Today, California’s message to the Trump administration is simple: Not here, not now. We will not let the federal government pillage public lands and destroy our treasured coast.
— Governor Jerry Brown, September 8, 2018
The Trump Administration has gone all in with global warming denial and fossil fuels — pulling the US out of the Paris Climate Agreement, increasing subsidies to the coal industry, and removing regulations governing fossil fuel drilling/mining on public lands and offshore waters. In doing so, we believe that the administration grossly misallocates the all-in costs of fossil fuel development and combustion, allowing the fossil fuel industry to collect most of the revenue generated by its activity while sticking society with significant costs in the form of local environmental degradation and global warming.
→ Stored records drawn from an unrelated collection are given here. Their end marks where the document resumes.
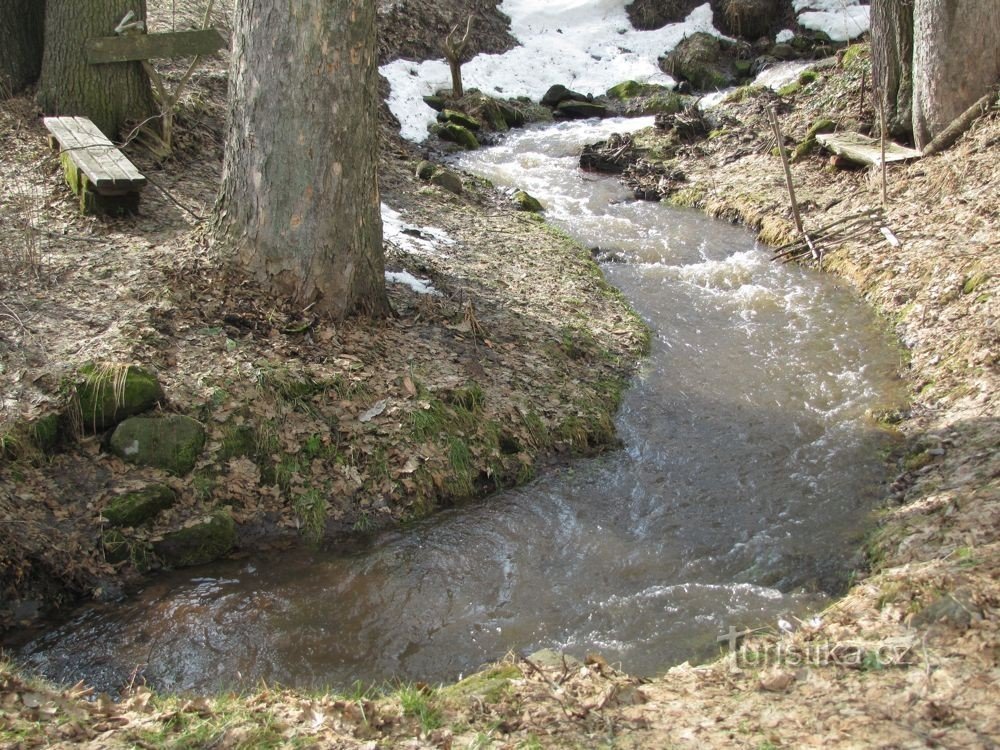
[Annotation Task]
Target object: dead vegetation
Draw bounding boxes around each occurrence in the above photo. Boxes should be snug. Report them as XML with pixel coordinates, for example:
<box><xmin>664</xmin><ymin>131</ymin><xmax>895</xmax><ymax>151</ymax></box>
<box><xmin>0</xmin><ymin>1</ymin><xmax>1000</xmax><ymax>748</ymax></box>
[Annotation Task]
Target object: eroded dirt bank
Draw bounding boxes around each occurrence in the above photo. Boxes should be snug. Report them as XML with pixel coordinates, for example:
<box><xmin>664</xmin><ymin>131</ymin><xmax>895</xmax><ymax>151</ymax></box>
<box><xmin>0</xmin><ymin>2</ymin><xmax>1000</xmax><ymax>748</ymax></box>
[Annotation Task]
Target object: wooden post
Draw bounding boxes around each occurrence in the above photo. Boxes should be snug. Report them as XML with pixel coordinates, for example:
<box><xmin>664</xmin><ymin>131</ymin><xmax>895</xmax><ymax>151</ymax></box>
<box><xmin>767</xmin><ymin>106</ymin><xmax>823</xmax><ymax>263</ymax></box>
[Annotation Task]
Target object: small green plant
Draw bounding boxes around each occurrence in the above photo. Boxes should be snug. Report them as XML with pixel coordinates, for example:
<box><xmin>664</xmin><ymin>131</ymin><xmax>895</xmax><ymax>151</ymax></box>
<box><xmin>448</xmin><ymin>437</ymin><xmax>475</xmax><ymax>497</ymax></box>
<box><xmin>292</xmin><ymin>487</ymin><xmax>329</xmax><ymax>543</ymax></box>
<box><xmin>396</xmin><ymin>684</ymin><xmax>442</xmax><ymax>732</ymax></box>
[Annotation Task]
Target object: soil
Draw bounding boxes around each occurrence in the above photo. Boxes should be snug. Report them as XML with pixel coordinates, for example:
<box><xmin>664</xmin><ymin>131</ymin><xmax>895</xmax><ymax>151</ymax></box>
<box><xmin>0</xmin><ymin>2</ymin><xmax>1000</xmax><ymax>748</ymax></box>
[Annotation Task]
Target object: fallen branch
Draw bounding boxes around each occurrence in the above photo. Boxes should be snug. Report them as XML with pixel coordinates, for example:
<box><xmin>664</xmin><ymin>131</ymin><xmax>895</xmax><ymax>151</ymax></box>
<box><xmin>920</xmin><ymin>87</ymin><xmax>997</xmax><ymax>156</ymax></box>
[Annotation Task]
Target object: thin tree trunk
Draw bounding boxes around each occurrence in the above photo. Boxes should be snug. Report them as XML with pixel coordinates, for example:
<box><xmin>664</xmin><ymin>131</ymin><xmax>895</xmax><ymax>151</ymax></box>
<box><xmin>0</xmin><ymin>0</ymin><xmax>45</xmax><ymax>98</ymax></box>
<box><xmin>38</xmin><ymin>0</ymin><xmax>155</xmax><ymax>138</ymax></box>
<box><xmin>913</xmin><ymin>0</ymin><xmax>1000</xmax><ymax>149</ymax></box>
<box><xmin>871</xmin><ymin>0</ymin><xmax>913</xmax><ymax>138</ymax></box>
<box><xmin>216</xmin><ymin>0</ymin><xmax>389</xmax><ymax>319</ymax></box>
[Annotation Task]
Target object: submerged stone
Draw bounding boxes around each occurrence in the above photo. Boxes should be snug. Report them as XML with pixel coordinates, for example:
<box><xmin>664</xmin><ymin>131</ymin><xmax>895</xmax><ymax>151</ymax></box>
<box><xmin>153</xmin><ymin>508</ymin><xmax>236</xmax><ymax>568</ymax></box>
<box><xmin>514</xmin><ymin>190</ymin><xmax>545</xmax><ymax>214</ymax></box>
<box><xmin>111</xmin><ymin>414</ymin><xmax>205</xmax><ymax>476</ymax></box>
<box><xmin>430</xmin><ymin>169</ymin><xmax>463</xmax><ymax>195</ymax></box>
<box><xmin>76</xmin><ymin>365</ymin><xmax>164</xmax><ymax>432</ymax></box>
<box><xmin>414</xmin><ymin>159</ymin><xmax>437</xmax><ymax>180</ymax></box>
<box><xmin>101</xmin><ymin>484</ymin><xmax>177</xmax><ymax>526</ymax></box>
<box><xmin>553</xmin><ymin>99</ymin><xmax>608</xmax><ymax>120</ymax></box>
<box><xmin>433</xmin><ymin>122</ymin><xmax>479</xmax><ymax>151</ymax></box>
<box><xmin>437</xmin><ymin>109</ymin><xmax>482</xmax><ymax>130</ymax></box>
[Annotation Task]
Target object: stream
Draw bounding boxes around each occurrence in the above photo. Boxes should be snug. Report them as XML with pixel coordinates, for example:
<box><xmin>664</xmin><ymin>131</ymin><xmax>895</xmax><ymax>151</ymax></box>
<box><xmin>20</xmin><ymin>116</ymin><xmax>902</xmax><ymax>690</ymax></box>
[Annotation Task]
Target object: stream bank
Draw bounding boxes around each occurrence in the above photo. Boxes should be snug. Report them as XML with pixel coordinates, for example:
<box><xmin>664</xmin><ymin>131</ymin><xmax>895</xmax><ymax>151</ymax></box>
<box><xmin>0</xmin><ymin>1</ymin><xmax>1000</xmax><ymax>747</ymax></box>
As long-term global investors, we care that the administration's fossil fuel policies destroy the value of our investments, and mankind's current and future quality of life. We walk the talk by donating 1% of our revenue to non-profit organizations attacking the challenge of global warming via the 1% for the Planet organization, and by voicing our support to positive legislative actions when possible. Last month we did just that by supporting two California state bills (SB 834 and AB 1775) that aim to block new federal offshore oil drilling along California's coast. We are pleased to learn that today California Governor Jerry Brown signed both bills. You can read Governor Brown's full statement here.
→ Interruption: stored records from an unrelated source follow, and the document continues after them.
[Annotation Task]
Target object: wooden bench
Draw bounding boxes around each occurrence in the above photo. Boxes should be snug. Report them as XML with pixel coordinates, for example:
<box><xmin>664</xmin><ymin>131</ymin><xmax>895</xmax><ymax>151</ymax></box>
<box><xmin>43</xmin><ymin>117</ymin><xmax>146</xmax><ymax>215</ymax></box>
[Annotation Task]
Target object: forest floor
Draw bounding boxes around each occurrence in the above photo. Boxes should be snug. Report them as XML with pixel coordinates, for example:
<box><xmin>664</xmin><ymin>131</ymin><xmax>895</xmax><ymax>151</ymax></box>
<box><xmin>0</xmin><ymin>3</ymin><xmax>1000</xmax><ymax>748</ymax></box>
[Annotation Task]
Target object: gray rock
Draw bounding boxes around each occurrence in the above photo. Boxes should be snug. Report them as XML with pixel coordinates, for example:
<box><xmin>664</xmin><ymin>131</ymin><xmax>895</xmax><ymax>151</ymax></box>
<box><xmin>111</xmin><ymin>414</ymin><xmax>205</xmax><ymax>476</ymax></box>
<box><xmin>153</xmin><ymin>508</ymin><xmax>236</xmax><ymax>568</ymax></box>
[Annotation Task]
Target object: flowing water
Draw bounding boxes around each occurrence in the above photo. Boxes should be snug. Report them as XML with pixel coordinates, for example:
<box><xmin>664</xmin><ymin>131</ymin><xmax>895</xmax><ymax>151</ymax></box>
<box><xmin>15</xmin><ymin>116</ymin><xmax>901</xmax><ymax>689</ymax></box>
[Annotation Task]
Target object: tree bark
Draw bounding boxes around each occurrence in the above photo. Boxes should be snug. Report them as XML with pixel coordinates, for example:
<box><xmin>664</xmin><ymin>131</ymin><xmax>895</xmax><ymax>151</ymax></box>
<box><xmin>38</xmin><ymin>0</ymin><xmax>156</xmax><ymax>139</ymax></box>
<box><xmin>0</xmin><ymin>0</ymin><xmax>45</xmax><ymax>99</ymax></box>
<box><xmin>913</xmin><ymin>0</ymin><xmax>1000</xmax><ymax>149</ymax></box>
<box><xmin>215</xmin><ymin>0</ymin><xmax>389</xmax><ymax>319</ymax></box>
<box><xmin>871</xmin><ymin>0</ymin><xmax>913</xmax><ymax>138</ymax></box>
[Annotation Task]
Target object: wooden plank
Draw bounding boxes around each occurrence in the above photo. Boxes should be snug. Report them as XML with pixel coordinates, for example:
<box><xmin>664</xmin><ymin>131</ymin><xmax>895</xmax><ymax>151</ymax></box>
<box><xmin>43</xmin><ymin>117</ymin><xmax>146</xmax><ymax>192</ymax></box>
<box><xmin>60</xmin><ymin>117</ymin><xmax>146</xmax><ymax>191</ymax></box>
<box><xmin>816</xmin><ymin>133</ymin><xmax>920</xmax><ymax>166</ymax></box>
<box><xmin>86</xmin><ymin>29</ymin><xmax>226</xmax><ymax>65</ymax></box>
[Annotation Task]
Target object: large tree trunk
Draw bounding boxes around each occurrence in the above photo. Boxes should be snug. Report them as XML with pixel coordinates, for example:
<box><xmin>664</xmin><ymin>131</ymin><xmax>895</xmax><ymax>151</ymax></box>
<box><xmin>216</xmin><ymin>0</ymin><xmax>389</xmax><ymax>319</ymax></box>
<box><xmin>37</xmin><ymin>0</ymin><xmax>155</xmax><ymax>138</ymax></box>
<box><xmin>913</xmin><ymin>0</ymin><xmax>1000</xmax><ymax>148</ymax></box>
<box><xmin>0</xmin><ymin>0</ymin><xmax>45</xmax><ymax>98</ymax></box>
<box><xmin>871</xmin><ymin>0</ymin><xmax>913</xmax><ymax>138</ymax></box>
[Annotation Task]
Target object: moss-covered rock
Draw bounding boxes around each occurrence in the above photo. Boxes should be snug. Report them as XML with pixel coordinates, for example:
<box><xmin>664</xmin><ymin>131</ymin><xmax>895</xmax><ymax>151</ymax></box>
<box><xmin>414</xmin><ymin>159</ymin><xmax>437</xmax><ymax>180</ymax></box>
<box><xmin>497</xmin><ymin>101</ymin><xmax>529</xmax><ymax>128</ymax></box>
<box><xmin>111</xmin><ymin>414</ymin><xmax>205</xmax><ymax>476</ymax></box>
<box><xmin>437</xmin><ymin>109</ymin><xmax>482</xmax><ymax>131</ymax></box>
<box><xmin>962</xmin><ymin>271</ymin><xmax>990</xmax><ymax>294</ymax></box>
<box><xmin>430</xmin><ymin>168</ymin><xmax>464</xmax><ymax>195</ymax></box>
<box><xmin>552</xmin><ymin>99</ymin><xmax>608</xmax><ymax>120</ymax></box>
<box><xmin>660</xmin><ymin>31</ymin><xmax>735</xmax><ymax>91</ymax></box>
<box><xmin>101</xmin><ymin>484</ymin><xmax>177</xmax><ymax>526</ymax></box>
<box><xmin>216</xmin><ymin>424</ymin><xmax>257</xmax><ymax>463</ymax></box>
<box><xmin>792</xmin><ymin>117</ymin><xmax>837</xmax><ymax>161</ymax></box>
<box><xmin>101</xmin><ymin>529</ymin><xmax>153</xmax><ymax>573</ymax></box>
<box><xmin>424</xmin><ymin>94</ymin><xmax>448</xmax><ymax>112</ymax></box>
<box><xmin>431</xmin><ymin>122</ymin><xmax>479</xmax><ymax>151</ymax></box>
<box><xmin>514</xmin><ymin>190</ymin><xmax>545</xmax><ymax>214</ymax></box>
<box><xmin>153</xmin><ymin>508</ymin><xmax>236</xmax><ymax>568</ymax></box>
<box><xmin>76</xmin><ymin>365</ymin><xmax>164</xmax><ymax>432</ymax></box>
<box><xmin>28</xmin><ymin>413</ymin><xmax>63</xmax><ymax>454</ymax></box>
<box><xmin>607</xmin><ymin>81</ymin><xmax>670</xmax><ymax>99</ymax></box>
On a related note, yesterday Governor Brown, the California Department of Conservation, the California Department of Fish and Wildlife, the California Department of Water Resources, the California Department of Parks and Recreation, the California Air Resources Board, and the State Water Resources Control Board submitted their objections to the Bureau of Land Management's (BLM) proposal to open 1.6 million acres of California public lands and mineral estates in six counties to oil and gas lease sales. The BLM's proposal hits close to home as it includes a 40 acre parcel of my son's high school campus, and an adjacent 80 acre preserve owned by a land conservancy non-profit, for which the BLM claims it owns mineral rights.